Boost :

Date view	Thread view	Subject view	Author view

Subject: Re: [boost] Proposal: Monotonic Containers - Comparison with boost::pool, boost::fast_pool and TBB
From: Simonson, Lucanus J (lucanus.j.simonson_at_[hidden])
Date: 2009-06-22 12:12:04

Next message: Ion Gaztañaga: "Re: [boost] [Interprocess::Semaphore] Deadlock on more producers - one consumer problem"
Previous message: Ion Gaztañaga: "Re: [boost] [Interprocess::Semaphore] Deadlock on more producers - one consumer problem"
In reply to: Christian Schladetsch: "Re: [boost] Proposal: Monotonic Containers - Comparison with boost::pool, boost::fast_pool and TBB"
Next in thread: Christian Schladetsch: "Re: [boost] Proposal: Monotonic Containers - Comparison with boost::pool, boost::fast_pool and TBB"
Reply: Christian Schladetsch: "Re: [boost] Proposal: Monotonic Containers - Comparison with boost::pool, boost::fast_pool and TBB"
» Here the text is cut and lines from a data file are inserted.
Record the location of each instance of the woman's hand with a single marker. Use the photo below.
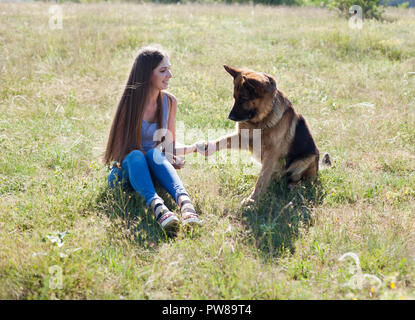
(178, 162)
(206, 148)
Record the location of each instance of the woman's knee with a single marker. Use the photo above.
(155, 156)
(135, 155)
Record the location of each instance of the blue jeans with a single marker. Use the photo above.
(137, 170)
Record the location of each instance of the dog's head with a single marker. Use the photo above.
(253, 92)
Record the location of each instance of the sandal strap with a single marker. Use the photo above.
(165, 216)
(187, 208)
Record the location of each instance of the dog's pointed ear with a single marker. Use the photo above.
(234, 72)
(272, 83)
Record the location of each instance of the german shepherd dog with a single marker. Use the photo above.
(287, 147)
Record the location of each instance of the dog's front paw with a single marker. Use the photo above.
(248, 202)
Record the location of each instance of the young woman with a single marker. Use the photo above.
(133, 147)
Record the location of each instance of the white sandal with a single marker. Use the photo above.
(165, 218)
(188, 212)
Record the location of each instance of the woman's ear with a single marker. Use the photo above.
(234, 72)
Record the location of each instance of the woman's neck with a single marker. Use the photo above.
(152, 96)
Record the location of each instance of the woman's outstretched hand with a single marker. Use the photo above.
(206, 148)
(178, 162)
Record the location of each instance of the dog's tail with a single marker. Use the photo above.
(325, 161)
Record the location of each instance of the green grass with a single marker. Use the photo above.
(58, 94)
Christian Schladetsch wrote:

> There are exceptions and other vagaries that are yet to be explained.
> Even though I've added a pool system, list_sort<int> is still faster
> with boost::fast_pool and TBB on MSVC. This is surprising, as
> list_create<int> is faster for monotonic. So this means that the sort
> itself - and not the allocation - is slower when using a 'monotonic
> data-structure'. I have spent some time investigating this and have
> yet to find a good answer.

My guess is that the algorithm is allocating and deallocating in an n^2 loop. By using n^2 memory for O(n) elements you end up with elements spread throughout a large address range, though weighted more toward the recently allocated addresses. Peak memory will be a good metric. Do you have access to VTune? You seem to struggle to identify the cause of performance loss and are reduced to guesswork. There also exist memory profiling tools. In linux you can poll /proc to get memory usage. There are little linux utilities out there called memtime and such that work this way.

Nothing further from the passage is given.